MISSA SALISBURGENSIS

1933, Mass by Vittorio Gnecchi

In 1932, Joseph Messner, director of the Musical Chapel of the Cathedral of Salzburg, commissioned Gnecchi to compose a mass: the Missa Salisburgensis was born, dedicated to the Prince Archbishop of the city.

The Italian tradition in Salzburg

An important work in the panorama of Italian sacred music, but also for the history of the Salzburg musical tradition, the Missa was performed for the first time in the Cathedral of Salzburg on July 23, 1933, conducted by Messner himself and featuring the Viennese soprano Erika Rokita as soloist. Gnecchi’s pages tie up the threads of an ancient tradition that entrusted Italian musicians with the composition of sacred works for the Cathedral.

CHAPTER 1

The conquest of Salzburg

The success of the Missa is unanimous and the international press hails the work as one of the most interesting modern works of sacred music. The "Salzburger Chronik" even announces the birth of a "new style", almost the advent of a "Palestrina in modern guise".

The critic Karl Neumayr closes his long review of the concert as follows: "July 23, 1933 marks a milestone in the history of the Salzburg Cathedral Choir. For Gnecchi's Missa Salisburgensis is the most important work of sacred music of the new Italy, and it is also the first great work that the immortal Italian genius, after the eventful Benevoli Mass (1628), dedicated to Salzburg Cathedral."

The Missa Salisburgensis is in effect imposing for its new style, a mixture of German drama and Italian opera, always devoted to the liturgical text.
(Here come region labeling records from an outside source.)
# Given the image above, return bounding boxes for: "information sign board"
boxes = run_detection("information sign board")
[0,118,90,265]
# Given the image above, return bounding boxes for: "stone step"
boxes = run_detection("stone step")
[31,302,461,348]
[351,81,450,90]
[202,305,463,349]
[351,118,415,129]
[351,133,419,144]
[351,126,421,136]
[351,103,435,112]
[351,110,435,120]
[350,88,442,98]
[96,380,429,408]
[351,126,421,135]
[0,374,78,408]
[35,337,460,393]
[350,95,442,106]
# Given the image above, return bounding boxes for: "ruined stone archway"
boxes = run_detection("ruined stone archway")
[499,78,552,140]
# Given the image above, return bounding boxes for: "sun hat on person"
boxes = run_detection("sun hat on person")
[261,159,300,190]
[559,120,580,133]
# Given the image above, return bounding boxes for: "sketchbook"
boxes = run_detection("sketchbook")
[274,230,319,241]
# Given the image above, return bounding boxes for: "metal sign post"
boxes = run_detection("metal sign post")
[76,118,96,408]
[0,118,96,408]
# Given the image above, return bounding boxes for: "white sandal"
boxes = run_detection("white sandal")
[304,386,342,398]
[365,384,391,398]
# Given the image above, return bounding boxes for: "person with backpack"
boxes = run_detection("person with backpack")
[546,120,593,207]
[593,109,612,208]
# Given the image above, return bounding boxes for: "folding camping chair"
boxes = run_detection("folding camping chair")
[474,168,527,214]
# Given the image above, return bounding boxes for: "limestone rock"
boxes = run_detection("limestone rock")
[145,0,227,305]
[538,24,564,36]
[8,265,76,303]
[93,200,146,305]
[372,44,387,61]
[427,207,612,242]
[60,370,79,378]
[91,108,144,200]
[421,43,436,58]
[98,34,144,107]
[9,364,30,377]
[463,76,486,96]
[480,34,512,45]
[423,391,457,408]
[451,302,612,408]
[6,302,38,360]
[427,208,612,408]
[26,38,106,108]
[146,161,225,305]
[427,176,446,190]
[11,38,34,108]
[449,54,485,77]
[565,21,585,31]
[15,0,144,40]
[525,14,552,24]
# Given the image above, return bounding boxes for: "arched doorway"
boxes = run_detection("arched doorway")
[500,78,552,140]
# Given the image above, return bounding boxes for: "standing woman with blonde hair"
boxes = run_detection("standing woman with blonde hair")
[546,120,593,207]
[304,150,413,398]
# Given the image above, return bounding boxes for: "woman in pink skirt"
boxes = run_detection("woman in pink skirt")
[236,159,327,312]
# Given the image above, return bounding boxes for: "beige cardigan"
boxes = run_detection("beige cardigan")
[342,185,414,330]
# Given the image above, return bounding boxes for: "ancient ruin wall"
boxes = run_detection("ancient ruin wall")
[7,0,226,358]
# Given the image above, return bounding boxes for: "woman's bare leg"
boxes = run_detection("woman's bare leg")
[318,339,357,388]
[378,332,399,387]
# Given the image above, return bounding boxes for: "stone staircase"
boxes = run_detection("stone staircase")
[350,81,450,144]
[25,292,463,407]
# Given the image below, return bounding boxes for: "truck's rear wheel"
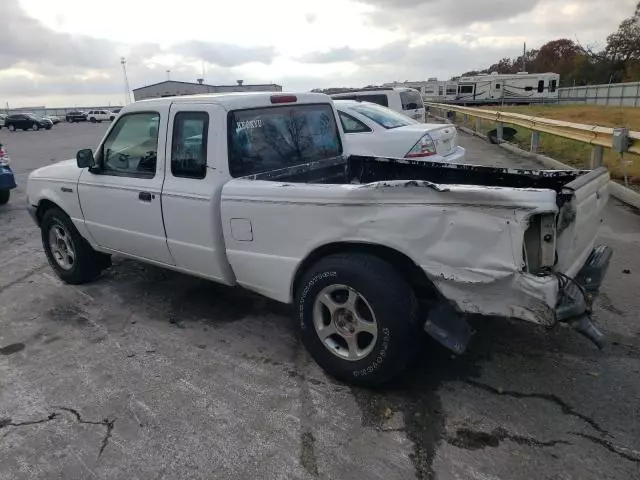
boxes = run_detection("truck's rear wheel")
[40,208,109,284]
[296,253,420,386]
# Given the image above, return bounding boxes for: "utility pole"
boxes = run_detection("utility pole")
[120,57,131,105]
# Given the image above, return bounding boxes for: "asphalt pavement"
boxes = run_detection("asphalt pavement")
[0,124,640,480]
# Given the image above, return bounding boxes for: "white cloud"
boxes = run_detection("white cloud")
[0,0,637,105]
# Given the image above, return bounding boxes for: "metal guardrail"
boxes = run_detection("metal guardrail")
[425,102,640,167]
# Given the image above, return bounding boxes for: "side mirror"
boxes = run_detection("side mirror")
[76,148,95,168]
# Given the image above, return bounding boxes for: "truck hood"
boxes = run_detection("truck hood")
[29,158,82,181]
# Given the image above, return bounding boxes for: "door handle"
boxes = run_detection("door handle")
[138,192,155,202]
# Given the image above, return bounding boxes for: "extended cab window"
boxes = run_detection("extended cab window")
[228,104,342,177]
[171,112,209,178]
[400,91,424,110]
[338,110,371,133]
[101,112,160,178]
Profound humanity and supreme grandeur merge into a careful musical balance, an expression of the harmony of the "divine" with the "earthly".

CHAPTER 2

Masterful pages

Gnecchi starts, almost like a leitmotif, from some lines of the chorale by Paulus Hofhaimer (1459-1537), whose notes resound every day from the heights of the fortress of Salzburg. Notes that found the Prelude and open the "Kyrie", giving way to a polyphonic game between choir and soprano, until they rise in the ecstatic momentum of the "Christe Eleison".
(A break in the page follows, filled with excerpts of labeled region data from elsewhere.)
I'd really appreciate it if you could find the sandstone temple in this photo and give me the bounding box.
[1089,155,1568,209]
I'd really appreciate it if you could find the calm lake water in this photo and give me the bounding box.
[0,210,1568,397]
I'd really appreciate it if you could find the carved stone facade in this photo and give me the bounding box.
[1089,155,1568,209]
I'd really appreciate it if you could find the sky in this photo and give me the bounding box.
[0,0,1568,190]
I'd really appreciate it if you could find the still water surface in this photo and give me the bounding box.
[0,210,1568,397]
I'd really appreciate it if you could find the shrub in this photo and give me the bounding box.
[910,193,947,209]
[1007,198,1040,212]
A pure and religious sentiment kept far from any emphasis, even in the "Gloria", which announces itself in its appeal for peace, like a fugato that bows to the severe form of classical polyphony. Mystical is the momentum of the solo soprano, but calm is the lyricism that unfolds in slow movements until it reaches the explosion of the final grandiose hymn, and in the "Amen" echo the notes of Hofhaimer's Chorale.
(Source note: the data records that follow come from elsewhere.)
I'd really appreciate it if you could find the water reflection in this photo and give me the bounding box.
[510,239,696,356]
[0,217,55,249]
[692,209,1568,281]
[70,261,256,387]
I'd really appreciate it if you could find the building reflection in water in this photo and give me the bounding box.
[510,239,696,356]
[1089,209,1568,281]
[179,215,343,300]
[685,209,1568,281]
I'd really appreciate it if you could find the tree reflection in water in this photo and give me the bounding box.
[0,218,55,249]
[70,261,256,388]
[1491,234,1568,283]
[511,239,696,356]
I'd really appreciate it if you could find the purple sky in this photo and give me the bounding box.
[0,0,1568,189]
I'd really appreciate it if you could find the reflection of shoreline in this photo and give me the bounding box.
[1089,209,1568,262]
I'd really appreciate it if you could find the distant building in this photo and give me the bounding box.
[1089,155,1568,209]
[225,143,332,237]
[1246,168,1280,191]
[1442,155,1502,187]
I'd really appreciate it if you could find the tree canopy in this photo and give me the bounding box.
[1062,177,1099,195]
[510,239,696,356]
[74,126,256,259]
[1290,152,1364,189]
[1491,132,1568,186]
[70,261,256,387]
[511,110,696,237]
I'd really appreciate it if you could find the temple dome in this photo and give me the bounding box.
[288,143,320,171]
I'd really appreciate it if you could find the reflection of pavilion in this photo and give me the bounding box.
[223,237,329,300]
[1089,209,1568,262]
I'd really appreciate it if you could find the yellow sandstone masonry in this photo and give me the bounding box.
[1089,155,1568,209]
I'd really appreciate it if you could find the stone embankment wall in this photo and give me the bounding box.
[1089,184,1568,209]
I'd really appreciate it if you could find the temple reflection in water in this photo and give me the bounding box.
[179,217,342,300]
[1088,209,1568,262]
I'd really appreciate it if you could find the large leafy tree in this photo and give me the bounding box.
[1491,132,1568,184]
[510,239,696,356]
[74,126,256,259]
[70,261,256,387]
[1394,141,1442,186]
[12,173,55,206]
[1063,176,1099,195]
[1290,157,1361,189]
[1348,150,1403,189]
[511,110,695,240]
Then tenors and basses intone the "Credo", where the mystery of the Incarnation is treated masterfully but also with the humility of the believer, almost realistically stically sculpting the image of the resurrection in the words of a prayer that touches the heart.

With the "Sanctus" we reach the apex of the work: it is a masterly page, in fugato style, in which the unforgettable emotion of the soprano's solo alternates with the marvelous logic underlying the entire construction. Then the "Benedictus", not by chance infused with timid, almost Mozartian sweetnesses; and finally the pure and almost romantic "Agnus", wrapped in a halo of dramatic lyricism, which dissolves in the quivering and suave theme of the concluding "Dona pacem".